#ubuntu-us-wi 2016-01-01
<tsimonq2> Happy New Year
<tsimonq2> meeting today!
#ubuntu-us-wi 2016-01-02
<adueppen> I might get to the meeting a bit late depending on when I have dinner
<tsimonq2> ok :)
<tsimonq2> o/
<tsimonq2> mikeputnam1: you around?
<tsimonq2> IvanR_: you around?
<tsimonq2> adueppen: o/
<adueppen> tsimonq2: ;
<tsimonq2> lol
<tsimonq2> #startmeeting
<meetingology> Meeting started Sat Jan  2 01:00:55 2016 UTC.  The chair is tsimonq2. Information about MeetBot at http://wiki.ubuntu.com/meetingology.
<meetingology> Available commands: action commands idea info link nick
* tsimonq2 changed the topic of #ubuntu-us-wi to:  Welcome to the Official IRC channel for the Ubuntu US Wisconsin LoCo Team!  | Next Monthly Meeting: Friday, January 8, 2016 from 7:00 to 8:00 PM CST, details here: http://v.gd/EEAGWg | Please mind the guidelines: http://is.gd/r3bNJS | This channel is publicly logged here: http://is.gd/qsmiqS
<tsimonq2> sooo is anyone around besides adueppen?
<adueppen> tsimonq2: ping everyone
<tsimonq2> adueppen: I already did :P
<adueppen> oh didn't see that there
<tsimonq2> adueppen: I already know h00k is enjoying time away
<tsimonq2> adueppen: so anything notable you have found while using Ubuntu these past to weeks?
<tsimonq2> *two
<adueppen> well I'm having dinner in about 5 minutes so I won't be able to say much
<tsimonq2> ok :)
<tsimonq2> I really think that not many people are gonna come here, so I am just gonna end the meeting :P
<tsimonq2> #endmeeting
<meetingology> Meeting ended Sat Jan  2 01:04:34 2016 UTC.

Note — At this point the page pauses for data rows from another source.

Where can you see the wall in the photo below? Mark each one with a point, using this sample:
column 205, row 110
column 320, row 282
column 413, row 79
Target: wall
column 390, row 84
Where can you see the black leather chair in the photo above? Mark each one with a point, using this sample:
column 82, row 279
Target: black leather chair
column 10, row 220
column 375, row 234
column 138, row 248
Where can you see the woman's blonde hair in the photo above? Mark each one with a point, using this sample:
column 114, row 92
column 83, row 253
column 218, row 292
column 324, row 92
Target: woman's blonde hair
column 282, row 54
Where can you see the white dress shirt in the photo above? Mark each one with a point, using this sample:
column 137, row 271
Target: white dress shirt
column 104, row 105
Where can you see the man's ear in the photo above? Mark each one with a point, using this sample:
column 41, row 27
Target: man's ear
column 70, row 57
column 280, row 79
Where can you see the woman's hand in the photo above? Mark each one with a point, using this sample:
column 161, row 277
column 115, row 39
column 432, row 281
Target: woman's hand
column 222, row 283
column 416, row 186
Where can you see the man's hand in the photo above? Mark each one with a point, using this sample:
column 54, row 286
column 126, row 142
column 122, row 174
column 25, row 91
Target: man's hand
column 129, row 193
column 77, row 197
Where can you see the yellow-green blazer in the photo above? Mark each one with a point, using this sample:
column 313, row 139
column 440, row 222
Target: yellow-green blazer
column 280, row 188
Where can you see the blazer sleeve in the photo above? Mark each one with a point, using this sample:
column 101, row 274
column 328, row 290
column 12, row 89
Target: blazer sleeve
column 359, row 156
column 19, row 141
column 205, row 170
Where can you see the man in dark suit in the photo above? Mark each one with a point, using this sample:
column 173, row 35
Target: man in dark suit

<meetingology> Minutes:        http://ubottu.com/meetingology/logs/ubuntu-us-wi/2016/ubuntu-us-wi.2016-01-02-01.00.moin.txt
<tsimonq2> ¯\_(ツ)_/¯
<adueppen> tsimonq2: still, I did find out that you are on pretty much every single ubuntu IRC channel
<tsimonq2> LOL
<mikeputnam1> wasn't at a keyboard at 7pm
<mikeputnam1> srry
<mikeputnam1> playing Guns of Icarus on steam now
<mikeputnam1> <3 linux
<adueppen> mikeputnam1: it's fine, I nearly wasn't either
<adueppen> wait mikeputnam1 what's your steam name?
<adueppen> so I can add you as a friend
<mikeputnam1> sgtd_
<mikeputnam1> in guns of icarus, i'm sgtdsgtd  (name collision)
<adueppen> mikeputnam1: the one with the ostrich as the profile picture?
<mikeputnam1> yes